Coupling artificial intelligence and simulation-optimization for numeric forest management planning
Application period: 11 June – 10 August, 2026
Research project description
This research project analyzes forest inventory data from two time points, approximately 10 years apart, to detect and characterize different harvesting practices, such as clearcuts and thinning, in a large forest landscape of about 200,000 hectares. Simultaneously, this research uses conventional simulation based approaches to project forest development resulting from various management alternatives. Using this database, the research compares the simulated alternatives to the realized management to determine the management regime of the numerous forest owners in the landscape. The research applies deep learning and generative AI approaches to identify spatial drivers of forest management and predict natural processes and harvesting.
The main scientific objective is to advance the understanding of how socioeconomic, demographic, and biophysical factors interact to shape timber harvesting patterns from the scale of individual forest holdings to regions. Ultimately the aim is to better capture the forest owners’ decision-making aspects and ensure that our predictive scenarios reflect real-world preferences and constraints.

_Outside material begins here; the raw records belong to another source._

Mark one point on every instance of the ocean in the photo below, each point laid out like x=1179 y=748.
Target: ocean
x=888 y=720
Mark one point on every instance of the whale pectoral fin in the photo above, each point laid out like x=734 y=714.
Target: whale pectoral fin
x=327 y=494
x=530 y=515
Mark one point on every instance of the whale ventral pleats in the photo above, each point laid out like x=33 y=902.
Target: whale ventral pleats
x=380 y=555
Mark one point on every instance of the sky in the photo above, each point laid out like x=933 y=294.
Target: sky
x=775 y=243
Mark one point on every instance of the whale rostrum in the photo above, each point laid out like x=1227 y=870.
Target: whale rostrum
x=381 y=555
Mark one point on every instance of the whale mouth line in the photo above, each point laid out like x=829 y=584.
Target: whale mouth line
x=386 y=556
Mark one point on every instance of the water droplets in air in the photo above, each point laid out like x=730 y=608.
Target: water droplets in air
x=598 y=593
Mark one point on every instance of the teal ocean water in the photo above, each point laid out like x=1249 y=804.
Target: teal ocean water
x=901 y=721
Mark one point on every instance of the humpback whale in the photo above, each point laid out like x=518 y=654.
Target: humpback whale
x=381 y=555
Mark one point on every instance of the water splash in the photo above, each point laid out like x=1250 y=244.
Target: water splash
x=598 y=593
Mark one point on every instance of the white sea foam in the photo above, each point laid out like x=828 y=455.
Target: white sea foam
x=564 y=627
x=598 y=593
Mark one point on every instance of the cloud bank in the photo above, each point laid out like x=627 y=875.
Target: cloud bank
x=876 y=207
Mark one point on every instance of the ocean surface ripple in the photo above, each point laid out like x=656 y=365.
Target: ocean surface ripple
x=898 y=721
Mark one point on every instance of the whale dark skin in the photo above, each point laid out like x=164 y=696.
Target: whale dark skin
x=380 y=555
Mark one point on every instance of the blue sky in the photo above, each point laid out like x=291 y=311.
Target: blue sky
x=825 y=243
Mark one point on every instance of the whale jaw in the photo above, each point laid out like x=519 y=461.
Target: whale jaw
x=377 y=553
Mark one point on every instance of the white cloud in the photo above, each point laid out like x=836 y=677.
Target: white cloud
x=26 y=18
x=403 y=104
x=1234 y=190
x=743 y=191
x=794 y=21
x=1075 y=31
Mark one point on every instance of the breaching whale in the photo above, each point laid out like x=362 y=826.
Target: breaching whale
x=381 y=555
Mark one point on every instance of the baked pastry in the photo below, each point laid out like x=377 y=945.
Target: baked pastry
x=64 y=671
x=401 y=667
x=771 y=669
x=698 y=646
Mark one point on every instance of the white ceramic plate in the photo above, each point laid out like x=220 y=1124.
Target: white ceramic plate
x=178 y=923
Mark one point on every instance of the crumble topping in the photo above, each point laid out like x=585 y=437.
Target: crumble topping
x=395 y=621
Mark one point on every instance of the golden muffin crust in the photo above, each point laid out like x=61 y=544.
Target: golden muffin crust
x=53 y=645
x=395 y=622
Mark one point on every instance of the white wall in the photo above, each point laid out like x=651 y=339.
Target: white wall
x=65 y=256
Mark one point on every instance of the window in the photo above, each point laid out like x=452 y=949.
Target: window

Academic background and skills of the applicant
An ideal candidate holds a master’s degree in forestry or data science, computer science, applied mathematics, statistics, geoinformation sciences, or a closely related field. The candidate is expected to have experience in simulation and optimization systems for forest planning or natural resources planning in general; and demonstrated numeric skills and ability to implement computations (preferably in a programming or scripting environment such as R). Earlier hands-on experience with deep learning and generative AI methods is an asset but not necessity. The person should have studies from a scientific field relevant for the role described above and the ability to work in international and multidisciplinary research teams, demonstrated scientific writing, communication and presentation capabilities, and an ability to work independently. The selected candidate must fulfil the language skills requirements of the Doctoral Programme in Science, Forestry and Technology at UEF (see https://www.uef.fi/en/degree-programme/doctoral-programme-in-science-forestry-and-technology (Eligibility and admission criteria)).
Doctoral programme and research group
Doctoral education in the University of Eastern Finland is arranged in seven discipline specific or thematic doctoral programmes. This research project will be located in the Doctoral Programme in Science, Forestry and Technology, and the submitting department is the School of Forest Sciences.
The doctoral candidate will join the research group of forest planning led by Professor Jari Vauhkonen. This research group is a multidisciplinary group focused on the use of forest inventory data to support multi-objective forest planning and decision analysis. The group’s research has strong emphases on advanced data analytics and modeling techniques, understanding of social and behavioral dimensions, and the heterogeneity of forest owners in the national and international forest policy context, which are studied in a number of recent research projects funded by the Research Council of Finland for example.
Partners / Secondments
Swedish University of Agricultural Sciences, Department of Forest Resource Management, hosted by Prof. Karin Öhman
Other interdisciplinary, international and/or intersectoral collaboration
Intersectoral and interdisciplinary collaboration is strengthened through DP-FOBI’s three summer schools involving academic supervisors, non-academic partners, and other stakeholders, enabling hands-on interaction and knowledge exchange.